Kuehn ended up buying the Water Street property, and the rest is history — a tortuous history that required the fortitude of three separate developers and the forbearance of a variety of funders.

Fohlin, who was able to see the project enter brick and mortar development before his retirement last year, said the project has three "fathers": Kuehn, Bart Mitchell and Mitchell's former lieutenant, Dave Traggorth.

Keuhn, Fohlin said with a cracked voice, died at his desk in Cambridge while working on the Cable Mills project.

"Bob Kuehn was a hero in development and affordable housing across the state," Fohlin said. "And now they extend into Western Massachusetts."

Kuehn's estate put Cable Mills on the market, and Fohlin said 25 different developers kicked the tires before one, Mitchell, saw the property's true potential. As the principal of Mitchell Properties, he bought the mill and continued to make plans for the site. Mitchell secured a promise from the town to commit $1.5 million in Community Preservation Act funds to the effort.

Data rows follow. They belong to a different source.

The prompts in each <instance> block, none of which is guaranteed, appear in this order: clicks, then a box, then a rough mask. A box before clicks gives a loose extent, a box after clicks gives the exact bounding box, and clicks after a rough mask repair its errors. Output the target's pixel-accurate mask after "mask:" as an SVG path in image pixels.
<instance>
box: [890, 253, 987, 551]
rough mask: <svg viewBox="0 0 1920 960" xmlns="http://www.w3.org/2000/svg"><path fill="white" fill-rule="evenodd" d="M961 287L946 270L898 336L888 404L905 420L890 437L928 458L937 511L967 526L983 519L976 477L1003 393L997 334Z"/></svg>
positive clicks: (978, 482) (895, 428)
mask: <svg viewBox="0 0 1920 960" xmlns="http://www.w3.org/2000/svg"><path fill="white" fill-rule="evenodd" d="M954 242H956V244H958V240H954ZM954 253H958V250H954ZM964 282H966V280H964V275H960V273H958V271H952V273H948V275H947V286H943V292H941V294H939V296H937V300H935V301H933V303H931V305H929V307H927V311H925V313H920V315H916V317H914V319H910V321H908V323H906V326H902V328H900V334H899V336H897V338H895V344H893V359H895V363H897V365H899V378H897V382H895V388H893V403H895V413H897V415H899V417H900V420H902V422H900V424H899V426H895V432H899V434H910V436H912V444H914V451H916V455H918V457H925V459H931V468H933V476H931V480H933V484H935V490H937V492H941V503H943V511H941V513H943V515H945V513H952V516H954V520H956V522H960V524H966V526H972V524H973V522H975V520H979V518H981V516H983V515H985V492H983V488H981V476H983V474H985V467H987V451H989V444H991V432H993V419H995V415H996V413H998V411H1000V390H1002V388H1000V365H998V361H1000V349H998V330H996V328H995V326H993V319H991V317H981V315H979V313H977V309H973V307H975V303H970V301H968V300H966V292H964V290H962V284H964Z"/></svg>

"When we published a guidebook on how to use the Community Preservation Act, there is a depiction of Cable Mills on the cover, and the book is dedicated to Bob Kuehn," said Susan Connelly of the Boston-based Massachusetts Housing Partnership.

The town contribution was given in return for three benefits: 13 income-sensitive units, the preservation of an 1873 mill building and a pedestrian walkway allowing access to the Green River, which runs along the east side of the property.

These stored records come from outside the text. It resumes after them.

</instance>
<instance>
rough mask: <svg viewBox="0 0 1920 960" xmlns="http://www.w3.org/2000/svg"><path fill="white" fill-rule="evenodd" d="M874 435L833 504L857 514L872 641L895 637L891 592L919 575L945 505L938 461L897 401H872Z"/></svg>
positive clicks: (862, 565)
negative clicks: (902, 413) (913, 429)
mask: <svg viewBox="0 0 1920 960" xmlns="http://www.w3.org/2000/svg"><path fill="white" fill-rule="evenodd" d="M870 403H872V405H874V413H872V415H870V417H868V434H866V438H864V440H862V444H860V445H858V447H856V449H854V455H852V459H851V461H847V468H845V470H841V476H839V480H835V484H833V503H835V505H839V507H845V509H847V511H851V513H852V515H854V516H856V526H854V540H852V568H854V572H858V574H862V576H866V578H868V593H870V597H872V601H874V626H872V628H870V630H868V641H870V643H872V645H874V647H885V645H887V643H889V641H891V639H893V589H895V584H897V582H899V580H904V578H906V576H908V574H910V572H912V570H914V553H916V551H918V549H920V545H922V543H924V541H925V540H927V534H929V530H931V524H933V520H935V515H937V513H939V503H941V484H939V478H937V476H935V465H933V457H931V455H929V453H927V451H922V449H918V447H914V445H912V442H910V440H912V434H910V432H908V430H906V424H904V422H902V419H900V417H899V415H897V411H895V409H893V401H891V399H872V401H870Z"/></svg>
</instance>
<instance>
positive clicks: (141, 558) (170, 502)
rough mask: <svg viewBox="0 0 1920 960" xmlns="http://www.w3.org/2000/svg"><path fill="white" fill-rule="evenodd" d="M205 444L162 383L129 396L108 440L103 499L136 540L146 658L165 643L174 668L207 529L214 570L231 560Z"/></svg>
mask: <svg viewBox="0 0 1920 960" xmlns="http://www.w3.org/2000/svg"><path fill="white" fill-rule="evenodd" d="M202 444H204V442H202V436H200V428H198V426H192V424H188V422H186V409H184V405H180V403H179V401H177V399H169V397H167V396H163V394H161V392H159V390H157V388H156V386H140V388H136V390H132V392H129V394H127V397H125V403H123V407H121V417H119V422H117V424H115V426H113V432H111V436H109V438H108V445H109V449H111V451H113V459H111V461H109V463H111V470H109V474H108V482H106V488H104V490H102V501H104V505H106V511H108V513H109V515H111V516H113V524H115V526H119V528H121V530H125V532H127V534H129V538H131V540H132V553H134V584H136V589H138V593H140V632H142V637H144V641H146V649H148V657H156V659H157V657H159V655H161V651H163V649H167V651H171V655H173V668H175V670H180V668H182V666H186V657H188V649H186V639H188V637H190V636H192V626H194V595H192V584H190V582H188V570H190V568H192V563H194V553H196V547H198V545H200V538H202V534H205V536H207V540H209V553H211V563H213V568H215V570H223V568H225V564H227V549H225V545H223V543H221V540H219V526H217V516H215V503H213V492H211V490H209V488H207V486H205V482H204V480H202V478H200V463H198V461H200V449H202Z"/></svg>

"One of the funny things about this town is there is not much access to the Green River and not much access to the Hoosic River," Mitchell said. "That's why these mills wanted to come here. To keep that alive was the point."

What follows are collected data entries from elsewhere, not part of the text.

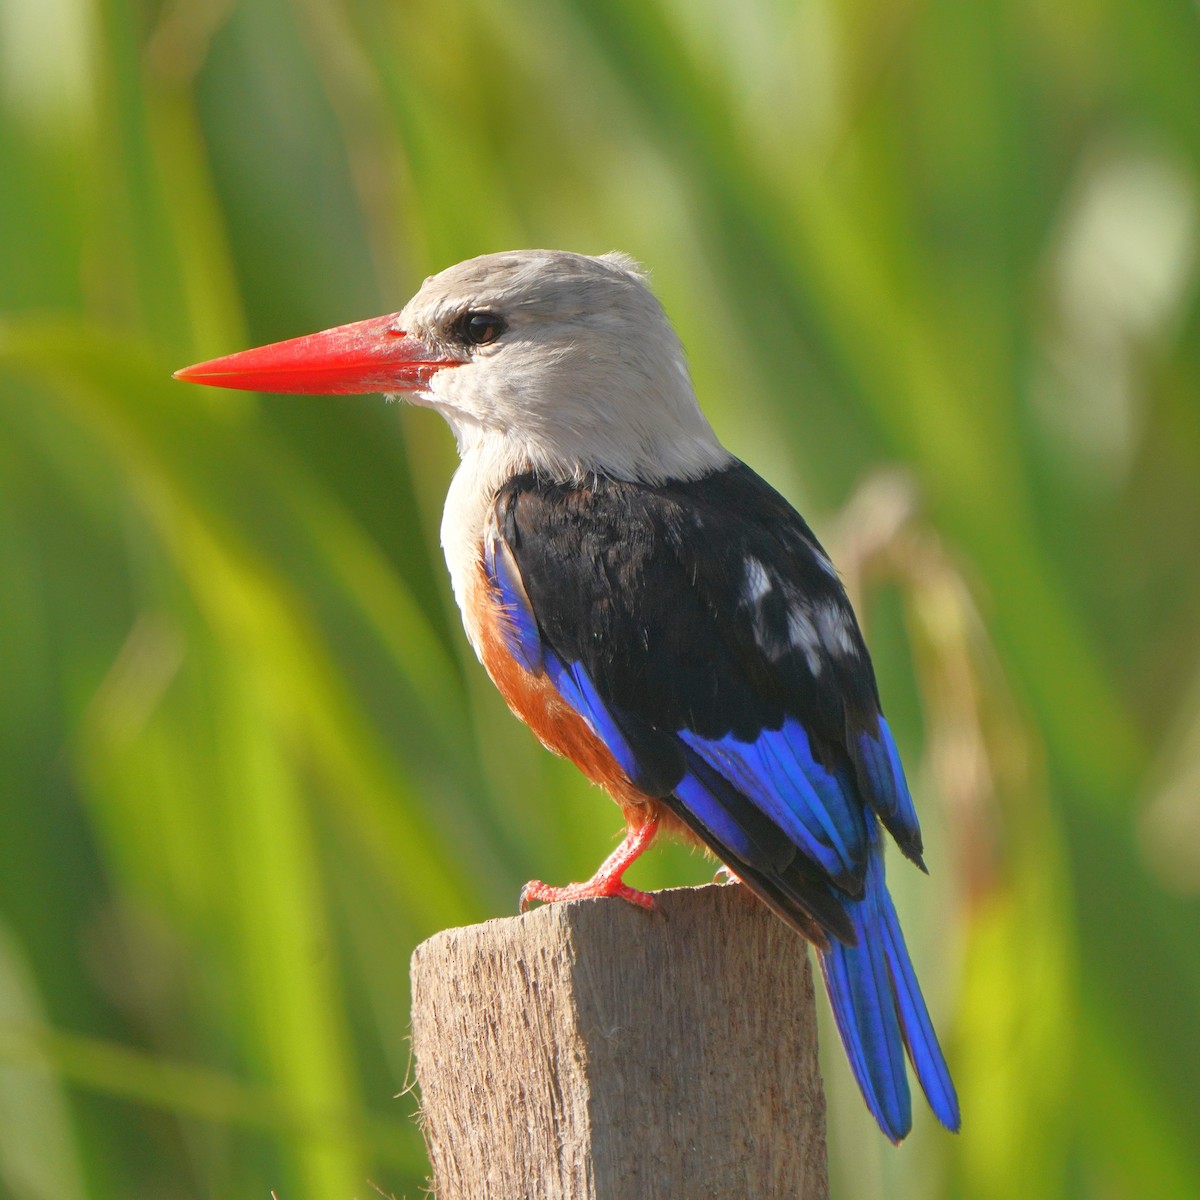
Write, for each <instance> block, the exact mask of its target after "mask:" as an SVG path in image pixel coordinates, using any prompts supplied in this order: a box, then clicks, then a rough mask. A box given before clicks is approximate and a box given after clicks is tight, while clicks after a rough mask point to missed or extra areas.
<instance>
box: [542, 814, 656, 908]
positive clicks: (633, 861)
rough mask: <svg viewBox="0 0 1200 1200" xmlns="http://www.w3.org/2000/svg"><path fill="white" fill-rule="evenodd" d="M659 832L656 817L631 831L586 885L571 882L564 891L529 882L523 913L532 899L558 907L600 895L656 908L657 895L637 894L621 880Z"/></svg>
mask: <svg viewBox="0 0 1200 1200" xmlns="http://www.w3.org/2000/svg"><path fill="white" fill-rule="evenodd" d="M658 830H659V822H658V818H656V817H655V818H654V820H653V821H647V822H646V824H643V826H638V827H637V828H636V829H628V830H626V832H625V840H624V841H623V842H622V844H620V845H619V846H618V847H617V848H616V850H614V851H613V852H612V853H611V854H610V856H608V857H607V858H606V859H605V860H604V863H602V864H601V865H600V870H599V871H596V872H595V875H593V876H592V878H590V880H588V881H587V883H568V884H566V887H564V888H552V887H551V886H550V884H548V883H542V882H541V880H530V881H529V882H528V883H527V884H526V886H524V887H523V888H522V889H521V911H522V912H524V911H526V908H528V907H529V901H530V900H539V901H541V902H542V904H556V902H557V901H559V900H592V899H595V898H599V896H617V898H618V899H620V900H628V901H629V902H630V904H636V905H641V907H643V908H653V907H654V896H652V895H650V893H649V892H638V890H637V888H631V887H630V886H629V884H628V883H623V882H622V880H620V877H622V875H624V874H625V871H626V870H628V869H629V866H630V865H631V864H632V863H634V862H635V860H636V859H637V858H638V856H640V854H641V853H642V851H644V850H646V848H647V847H648V846H649V844H650V842H652V841H654V835H655V834H656V833H658Z"/></svg>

Traggorth, who took the lead on the project in recent years said Wednesday it is gratifying to see how Cable Mills already is bringing vitality to the riverfront and the rest of Williamstown's downtown.

"To have people living here and enjoying it as we always envisioned is really fun to watch," he said. "I've just been here the past two days watching people from the general public come down and use the riverwalk, as we always talked about. I've seen residents come in and go out and walk down to Spring Street.

"It's really a rewarding thing see."

Current Town Manager Jason Hoch said he also appreciates the apartment complex's impact on the Water Street neighborhood.

"And on a personal note, this is a beautiful place," Hoch said. "I love living here."

In addition to the current and former town managers and developers Traggorth and Mitchell, Wednesday's ceremony featured remarks from several of Cable Mills' funding sources: Property and Casualty Initiative, the National Trust Community Investment Corp., Boston Community Capital and Mass Housing Partnership.

"This project helped us define what 'patient capital' is and why it's so important," said Michelle Volpe, president of Boston Community Capital's Boston Community Loan Fund.

"Bob Kuehn's estate chose wisely when they sold the property to the intrepid developer Bart Mitchell. … These projects are never easy. Fortunately, most are not as hard as this one. But it was worth every penny."

Once construction started on the project in the late fall of 2014, the progress was slowed by factors ranging from the bitterly cold winter of 2014-15 to the discovery of unknown foundations that needed to be dealt with on the property, Traggorth said.

But considering how long it took to get from Kuehn's purchase to this spring's occupancy, those delays were minor.

"We've learned how to be patient," Traggorth said. "A couple of months here or there don't matter. The most important thing was getting it right. That's what we were focused on."